Silicon Valley's diversity problem is no secret. Less than 1% of startup founders with VC funding are African American, according to venture capital and angel investment database CB Insights. But while attempts to address the diversity conundrum have gotten a lot of lip service, not a whole lot has improved. Of the 20,000 students to pass the Advanced Placement computer science exam last year, for example, only 388—less than 2%—were African American.
Hank Williams, founder of Platform, a nonprofit focused on increasing the number of underrepresented minorities in tech wants that to change. Williams realized he needed to be more vocal about tech's diversity problem after spending 12 weeks in Silicon Valley in 2011 as part of the CNN documentary "Black In America." CEO of the startup Kloudco and a native New Yorker, Williams had never spent that much time in Mountain View. In his 25-year tech career, he was used to being the only black man at the table, but scarcely seeing another person of color in all of Silicon Valley for three full months was unnerving. Why weren't more people talking and doing something about this?
Last week, his organization, which focuses on increasing the number of underrepresented minorities in tech—particularly African Americans, Latinos and women—held its second annual Platform Summit, bringing together industry leaders and advocates including Reverend Jesse Jackson to rally around the issue.

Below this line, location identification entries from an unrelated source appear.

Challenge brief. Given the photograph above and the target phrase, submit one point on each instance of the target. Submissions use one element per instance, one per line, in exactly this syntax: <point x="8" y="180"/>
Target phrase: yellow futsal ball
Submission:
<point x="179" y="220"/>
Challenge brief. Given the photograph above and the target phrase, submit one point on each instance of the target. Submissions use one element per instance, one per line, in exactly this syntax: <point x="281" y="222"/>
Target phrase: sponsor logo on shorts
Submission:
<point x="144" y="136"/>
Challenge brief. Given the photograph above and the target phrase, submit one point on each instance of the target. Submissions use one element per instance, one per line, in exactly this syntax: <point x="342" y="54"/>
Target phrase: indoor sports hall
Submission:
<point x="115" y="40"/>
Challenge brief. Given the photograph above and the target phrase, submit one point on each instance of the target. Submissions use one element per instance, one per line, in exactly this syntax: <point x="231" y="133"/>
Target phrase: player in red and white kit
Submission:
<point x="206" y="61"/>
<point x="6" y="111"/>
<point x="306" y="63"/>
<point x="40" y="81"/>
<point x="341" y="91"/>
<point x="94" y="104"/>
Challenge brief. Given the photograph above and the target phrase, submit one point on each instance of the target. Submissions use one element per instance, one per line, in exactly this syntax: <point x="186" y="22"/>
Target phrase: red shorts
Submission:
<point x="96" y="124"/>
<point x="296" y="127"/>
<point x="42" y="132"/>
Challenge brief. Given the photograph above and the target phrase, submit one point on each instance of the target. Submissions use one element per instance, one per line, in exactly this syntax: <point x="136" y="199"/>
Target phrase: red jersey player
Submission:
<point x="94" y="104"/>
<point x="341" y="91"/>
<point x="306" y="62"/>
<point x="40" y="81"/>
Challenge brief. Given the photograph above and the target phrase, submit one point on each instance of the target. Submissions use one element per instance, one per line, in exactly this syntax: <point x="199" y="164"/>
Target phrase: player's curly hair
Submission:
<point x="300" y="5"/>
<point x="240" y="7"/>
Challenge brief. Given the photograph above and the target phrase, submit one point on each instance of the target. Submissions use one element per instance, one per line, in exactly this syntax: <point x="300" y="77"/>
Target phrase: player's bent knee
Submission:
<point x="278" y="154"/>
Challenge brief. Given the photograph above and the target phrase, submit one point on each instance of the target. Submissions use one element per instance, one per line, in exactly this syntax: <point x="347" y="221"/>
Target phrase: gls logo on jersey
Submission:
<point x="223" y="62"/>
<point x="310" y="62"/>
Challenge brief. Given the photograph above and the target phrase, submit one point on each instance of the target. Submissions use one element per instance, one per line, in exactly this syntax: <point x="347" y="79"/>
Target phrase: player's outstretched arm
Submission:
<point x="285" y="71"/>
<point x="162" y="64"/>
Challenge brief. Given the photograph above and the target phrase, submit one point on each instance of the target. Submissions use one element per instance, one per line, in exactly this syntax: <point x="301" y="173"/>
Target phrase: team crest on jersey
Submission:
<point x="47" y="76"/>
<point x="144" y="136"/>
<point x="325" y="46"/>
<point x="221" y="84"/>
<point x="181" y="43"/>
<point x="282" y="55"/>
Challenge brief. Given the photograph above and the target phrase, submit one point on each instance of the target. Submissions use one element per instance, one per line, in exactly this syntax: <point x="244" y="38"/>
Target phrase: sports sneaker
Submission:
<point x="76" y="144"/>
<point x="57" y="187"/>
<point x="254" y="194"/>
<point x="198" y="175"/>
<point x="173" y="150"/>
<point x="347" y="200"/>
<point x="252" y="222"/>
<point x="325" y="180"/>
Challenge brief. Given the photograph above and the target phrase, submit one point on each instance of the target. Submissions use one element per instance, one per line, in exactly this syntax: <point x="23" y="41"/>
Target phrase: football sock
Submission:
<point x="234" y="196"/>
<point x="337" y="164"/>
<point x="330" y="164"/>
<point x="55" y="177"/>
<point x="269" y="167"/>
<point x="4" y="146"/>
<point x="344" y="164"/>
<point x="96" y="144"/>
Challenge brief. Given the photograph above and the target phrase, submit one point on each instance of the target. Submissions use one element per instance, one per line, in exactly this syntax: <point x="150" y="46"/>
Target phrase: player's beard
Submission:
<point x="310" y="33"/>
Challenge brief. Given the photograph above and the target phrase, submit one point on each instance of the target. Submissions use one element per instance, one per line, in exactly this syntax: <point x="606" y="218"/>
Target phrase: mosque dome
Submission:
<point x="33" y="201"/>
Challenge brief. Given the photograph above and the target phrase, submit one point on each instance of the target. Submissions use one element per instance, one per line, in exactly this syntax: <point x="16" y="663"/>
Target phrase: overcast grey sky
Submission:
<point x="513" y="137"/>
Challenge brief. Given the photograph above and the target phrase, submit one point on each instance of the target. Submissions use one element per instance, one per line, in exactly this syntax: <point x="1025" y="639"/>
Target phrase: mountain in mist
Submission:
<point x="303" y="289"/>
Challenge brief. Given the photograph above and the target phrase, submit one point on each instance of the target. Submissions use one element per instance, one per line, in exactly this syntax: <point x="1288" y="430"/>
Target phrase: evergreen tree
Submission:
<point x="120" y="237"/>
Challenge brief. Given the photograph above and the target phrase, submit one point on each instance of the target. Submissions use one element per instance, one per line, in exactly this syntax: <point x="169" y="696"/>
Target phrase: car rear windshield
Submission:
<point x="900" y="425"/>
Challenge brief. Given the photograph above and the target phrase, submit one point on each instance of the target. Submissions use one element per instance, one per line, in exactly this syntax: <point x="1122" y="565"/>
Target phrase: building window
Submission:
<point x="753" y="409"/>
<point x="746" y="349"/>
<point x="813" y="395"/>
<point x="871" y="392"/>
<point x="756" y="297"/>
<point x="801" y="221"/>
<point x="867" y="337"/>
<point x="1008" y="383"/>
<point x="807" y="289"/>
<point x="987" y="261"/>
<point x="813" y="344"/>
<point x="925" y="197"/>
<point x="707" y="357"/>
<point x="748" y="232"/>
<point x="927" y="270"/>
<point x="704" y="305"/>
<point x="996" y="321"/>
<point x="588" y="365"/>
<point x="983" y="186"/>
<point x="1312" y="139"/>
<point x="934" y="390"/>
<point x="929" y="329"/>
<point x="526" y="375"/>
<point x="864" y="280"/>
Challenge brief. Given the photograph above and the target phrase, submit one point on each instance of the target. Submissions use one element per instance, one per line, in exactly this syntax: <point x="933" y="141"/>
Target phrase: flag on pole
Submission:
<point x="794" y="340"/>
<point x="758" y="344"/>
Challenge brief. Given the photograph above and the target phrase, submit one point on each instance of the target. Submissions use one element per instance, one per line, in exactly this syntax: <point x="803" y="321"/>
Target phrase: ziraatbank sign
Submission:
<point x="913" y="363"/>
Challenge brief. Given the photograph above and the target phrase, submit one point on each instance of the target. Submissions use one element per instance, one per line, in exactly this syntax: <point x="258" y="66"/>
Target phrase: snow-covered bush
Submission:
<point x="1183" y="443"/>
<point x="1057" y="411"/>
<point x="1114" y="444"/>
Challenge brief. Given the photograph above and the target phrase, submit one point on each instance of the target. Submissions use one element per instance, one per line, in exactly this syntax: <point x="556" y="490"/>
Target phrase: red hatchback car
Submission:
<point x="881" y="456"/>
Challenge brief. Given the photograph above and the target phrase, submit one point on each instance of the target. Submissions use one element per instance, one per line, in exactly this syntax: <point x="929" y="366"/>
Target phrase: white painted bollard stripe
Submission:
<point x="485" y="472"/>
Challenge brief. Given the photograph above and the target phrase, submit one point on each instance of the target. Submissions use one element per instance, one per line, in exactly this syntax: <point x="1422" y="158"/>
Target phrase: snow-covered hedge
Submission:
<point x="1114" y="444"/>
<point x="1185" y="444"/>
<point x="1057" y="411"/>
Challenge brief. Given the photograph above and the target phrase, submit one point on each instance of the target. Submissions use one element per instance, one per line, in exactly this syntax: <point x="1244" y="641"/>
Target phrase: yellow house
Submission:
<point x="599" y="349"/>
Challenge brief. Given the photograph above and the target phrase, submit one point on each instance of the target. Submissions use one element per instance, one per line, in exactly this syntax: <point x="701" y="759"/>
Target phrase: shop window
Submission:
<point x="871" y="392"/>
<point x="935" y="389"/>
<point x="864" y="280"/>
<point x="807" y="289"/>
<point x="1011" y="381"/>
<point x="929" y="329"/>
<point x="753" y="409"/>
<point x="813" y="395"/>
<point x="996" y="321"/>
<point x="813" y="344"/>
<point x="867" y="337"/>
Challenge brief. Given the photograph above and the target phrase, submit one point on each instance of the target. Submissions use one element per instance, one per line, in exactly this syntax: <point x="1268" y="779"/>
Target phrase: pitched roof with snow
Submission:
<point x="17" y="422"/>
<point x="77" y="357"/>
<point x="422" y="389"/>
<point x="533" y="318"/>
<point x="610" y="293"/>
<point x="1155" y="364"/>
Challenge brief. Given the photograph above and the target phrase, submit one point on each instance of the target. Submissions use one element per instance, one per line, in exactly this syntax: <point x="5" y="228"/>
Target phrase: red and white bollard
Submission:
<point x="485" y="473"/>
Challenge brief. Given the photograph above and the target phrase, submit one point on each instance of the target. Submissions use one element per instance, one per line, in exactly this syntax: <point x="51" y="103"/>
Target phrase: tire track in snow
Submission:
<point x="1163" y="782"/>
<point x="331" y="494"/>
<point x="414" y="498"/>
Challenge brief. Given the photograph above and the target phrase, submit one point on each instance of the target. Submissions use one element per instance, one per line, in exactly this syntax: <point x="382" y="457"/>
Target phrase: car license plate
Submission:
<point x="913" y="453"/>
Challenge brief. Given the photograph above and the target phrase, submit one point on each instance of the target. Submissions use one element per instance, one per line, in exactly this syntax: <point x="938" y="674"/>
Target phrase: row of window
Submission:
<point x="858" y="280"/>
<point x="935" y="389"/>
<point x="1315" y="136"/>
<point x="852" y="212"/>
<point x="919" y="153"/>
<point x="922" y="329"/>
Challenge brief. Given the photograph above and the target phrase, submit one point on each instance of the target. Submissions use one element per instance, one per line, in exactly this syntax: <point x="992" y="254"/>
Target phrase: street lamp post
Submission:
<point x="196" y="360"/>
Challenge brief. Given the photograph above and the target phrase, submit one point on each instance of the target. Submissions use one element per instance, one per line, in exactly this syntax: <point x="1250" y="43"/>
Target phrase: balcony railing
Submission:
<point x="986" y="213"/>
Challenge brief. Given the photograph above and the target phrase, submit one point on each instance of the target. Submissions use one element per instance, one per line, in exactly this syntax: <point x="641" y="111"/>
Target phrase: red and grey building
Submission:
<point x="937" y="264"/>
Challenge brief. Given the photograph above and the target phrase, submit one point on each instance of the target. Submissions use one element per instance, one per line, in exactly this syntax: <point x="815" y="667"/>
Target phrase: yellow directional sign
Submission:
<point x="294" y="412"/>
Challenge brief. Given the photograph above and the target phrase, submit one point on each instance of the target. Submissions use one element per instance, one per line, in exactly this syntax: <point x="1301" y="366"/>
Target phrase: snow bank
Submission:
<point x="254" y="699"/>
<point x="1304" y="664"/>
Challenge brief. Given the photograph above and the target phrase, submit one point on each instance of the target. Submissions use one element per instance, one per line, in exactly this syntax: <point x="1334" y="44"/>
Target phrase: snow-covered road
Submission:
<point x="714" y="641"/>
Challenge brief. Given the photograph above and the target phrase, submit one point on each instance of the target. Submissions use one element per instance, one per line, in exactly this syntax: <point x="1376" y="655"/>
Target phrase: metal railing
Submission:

Diversity statistics in tech companies can be hard to come by as many big players in the industry have resisted releasing that data over the years. But in recent months, Rev. Jesse Jackson has pushed back for more transparency, filing a Freedom of Information Act request with the Equal Employment Opportunity Commission to find out just how diverse the boards of 20 of the biggest tech companies in Silicon Valley are. His advocacy group, the Rainbow PUSH Coalition found that 11 of the 20 companies surveyed including Google, Facebook, Yahoo, Twitter, and eBay had no people of color on their boards. Of the 189 board members across 20 companies, only three were African American and one was Latino.
Jackson, who spoke at the Platform Summit, addressed this need for greater transparency and accountability from tech companies in Silicon Valley. He has called the need for greater diversity in tech "the next step in the civil rights movement."